The Most Reverend Roger William Bede Vaughan, Catholic Archbishop of Sydney and author, was born in Ross, Herefordshire, England in 1834 to a prominent and wealthy family with a tradition of leadership in the Catholic Church. Vaughan began his illustrious career in 1853, when he was accepted in to the Benedictine Order and took the name Brother Bede. In 1855 his father sent him to Rome to further his studies and four years later in 1859 he was ordained a priest. In 1861 he took the position of Professor of Philosophy at Belmont near Hereford and served as Cathedral Prior from 1862-1873. It was during this time that he wrote The Life and Labours of St. Thomas of Aquinus in two volumes.

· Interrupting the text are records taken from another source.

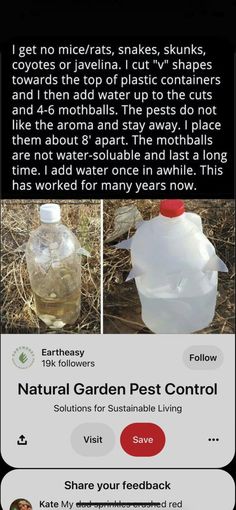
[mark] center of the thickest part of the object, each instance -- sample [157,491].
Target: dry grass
[122,312]
[19,218]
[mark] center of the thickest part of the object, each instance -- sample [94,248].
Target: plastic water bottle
[54,266]
[175,269]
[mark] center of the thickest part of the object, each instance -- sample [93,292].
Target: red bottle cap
[172,208]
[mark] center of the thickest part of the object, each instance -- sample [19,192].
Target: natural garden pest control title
[104,389]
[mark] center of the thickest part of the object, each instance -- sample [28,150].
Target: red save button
[142,439]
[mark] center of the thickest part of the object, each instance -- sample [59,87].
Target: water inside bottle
[55,311]
[178,315]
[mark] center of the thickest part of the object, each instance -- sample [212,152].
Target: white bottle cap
[50,213]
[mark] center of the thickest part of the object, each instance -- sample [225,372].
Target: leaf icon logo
[23,358]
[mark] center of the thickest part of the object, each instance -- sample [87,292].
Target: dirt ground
[19,218]
[122,311]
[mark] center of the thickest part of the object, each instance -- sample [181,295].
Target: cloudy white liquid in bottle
[54,268]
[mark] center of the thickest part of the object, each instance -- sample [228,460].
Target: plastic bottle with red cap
[176,269]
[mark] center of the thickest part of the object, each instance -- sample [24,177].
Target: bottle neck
[52,224]
[175,219]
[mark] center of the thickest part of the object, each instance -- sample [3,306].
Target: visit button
[142,439]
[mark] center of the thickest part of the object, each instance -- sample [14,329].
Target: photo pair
[118,257]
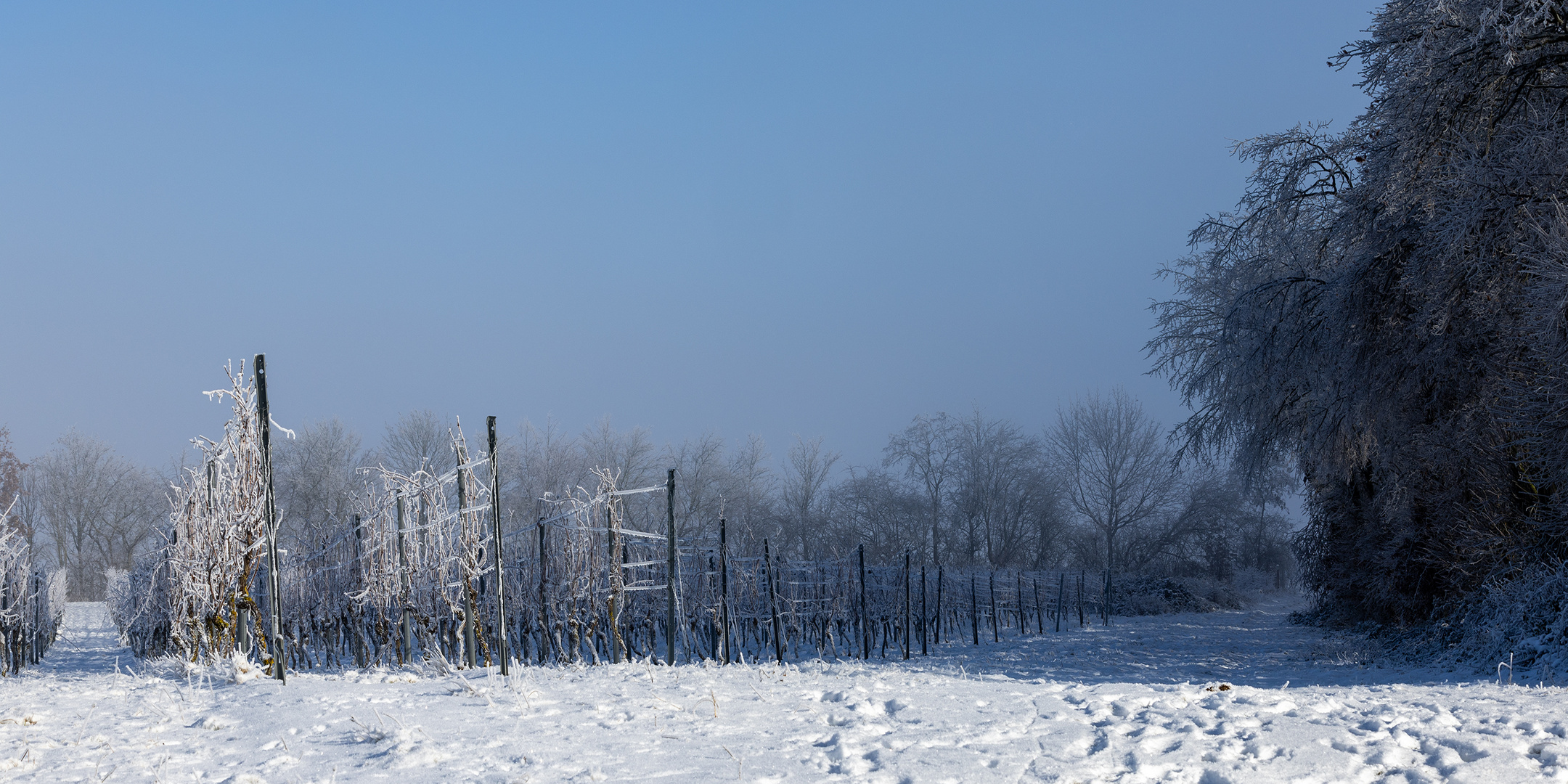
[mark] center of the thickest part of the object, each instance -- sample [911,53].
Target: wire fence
[425,571]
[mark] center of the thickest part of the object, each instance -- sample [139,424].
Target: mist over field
[791,394]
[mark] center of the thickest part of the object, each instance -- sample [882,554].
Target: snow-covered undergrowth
[1225,697]
[1522,620]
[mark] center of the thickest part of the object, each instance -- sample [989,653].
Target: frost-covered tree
[1385,306]
[96,508]
[1119,477]
[317,478]
[801,499]
[928,454]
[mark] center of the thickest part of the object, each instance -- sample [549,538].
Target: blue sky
[816,219]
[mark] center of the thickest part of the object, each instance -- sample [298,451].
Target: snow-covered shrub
[1145,595]
[32,603]
[1524,615]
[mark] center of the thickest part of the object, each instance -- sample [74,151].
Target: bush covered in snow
[1150,595]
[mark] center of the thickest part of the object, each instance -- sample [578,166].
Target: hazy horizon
[817,220]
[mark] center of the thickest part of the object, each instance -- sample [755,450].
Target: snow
[1233,697]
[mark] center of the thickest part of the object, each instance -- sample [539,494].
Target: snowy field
[1236,697]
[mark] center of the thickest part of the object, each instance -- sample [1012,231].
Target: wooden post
[974,609]
[924,618]
[996,635]
[469,616]
[1081,600]
[773,601]
[908,626]
[1104,604]
[361,654]
[723,589]
[866,624]
[1062,589]
[264,425]
[673,576]
[616,581]
[544,601]
[501,584]
[407,584]
[1023,618]
[1040,612]
[936,632]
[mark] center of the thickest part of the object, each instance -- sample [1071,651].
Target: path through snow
[1189,698]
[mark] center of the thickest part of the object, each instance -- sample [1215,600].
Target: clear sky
[775,219]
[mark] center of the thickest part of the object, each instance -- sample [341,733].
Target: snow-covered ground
[1216,698]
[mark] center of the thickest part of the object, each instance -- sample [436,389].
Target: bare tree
[12,488]
[928,452]
[748,493]
[96,508]
[417,441]
[1115,467]
[317,478]
[996,486]
[807,469]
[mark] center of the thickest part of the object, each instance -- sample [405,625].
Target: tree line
[1098,488]
[1385,309]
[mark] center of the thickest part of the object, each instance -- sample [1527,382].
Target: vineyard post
[866,621]
[996,635]
[974,609]
[501,582]
[613,566]
[1040,613]
[936,620]
[773,603]
[361,656]
[908,626]
[544,604]
[1023,616]
[723,587]
[1081,600]
[1062,590]
[670,581]
[924,618]
[1104,604]
[469,634]
[407,582]
[264,425]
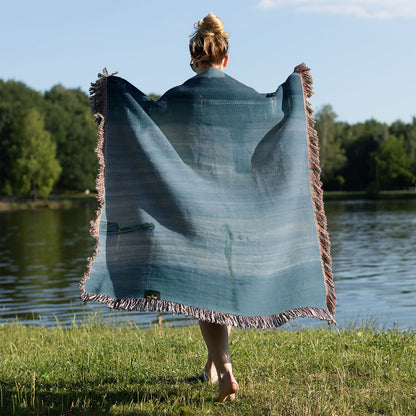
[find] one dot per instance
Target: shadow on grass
(101, 396)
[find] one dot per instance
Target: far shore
(67, 201)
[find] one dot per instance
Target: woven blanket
(210, 202)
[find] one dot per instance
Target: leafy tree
(34, 168)
(69, 119)
(394, 164)
(361, 143)
(15, 99)
(332, 154)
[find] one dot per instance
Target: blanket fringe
(258, 322)
(98, 104)
(316, 188)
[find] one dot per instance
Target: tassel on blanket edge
(316, 189)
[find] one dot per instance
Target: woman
(209, 48)
(211, 203)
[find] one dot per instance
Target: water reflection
(43, 257)
(374, 252)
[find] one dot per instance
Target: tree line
(47, 143)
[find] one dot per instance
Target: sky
(361, 53)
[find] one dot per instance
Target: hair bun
(210, 25)
(209, 42)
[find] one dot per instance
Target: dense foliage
(47, 142)
(366, 156)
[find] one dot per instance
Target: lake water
(43, 257)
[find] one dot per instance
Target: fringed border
(316, 188)
(98, 105)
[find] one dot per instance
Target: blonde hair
(209, 42)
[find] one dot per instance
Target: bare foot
(209, 374)
(228, 388)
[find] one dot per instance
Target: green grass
(107, 369)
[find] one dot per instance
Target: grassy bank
(101, 369)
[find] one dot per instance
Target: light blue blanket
(211, 202)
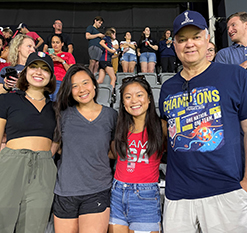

Although reluctant and somewhat unhappy with his position at Belmont, Vaughan accepted an appointment as Coadjutor-Archbishop of Sydney in 1873. Once in his position in Sydney, Vaughan found that his ideas on running the Church clashed with those of Archbishop Polding's and promptly set out to make changes. It was only in 1877 upon Polding's death that Vaughan succeeded as Archbishop of Sydney.
During his time as Archbishop, Vaughan defended Catholic rights and created an education system which was strengthened by sound financial administration and good religious teachers so that between 1873-83 the number of schools and pupils in Sydney more than doubled.
Vaughan's relentless work eventually became a physical strain, which saw his health rapidly deteriorate, and whilst stopping at Liverpool, England, on his way to recruit teachers in Rome in 1883, he died suddenly in his sleep. He was buried at Belmont but was later re-interred in the crypt of St. Mary's Cathedral, Sydney in 1946.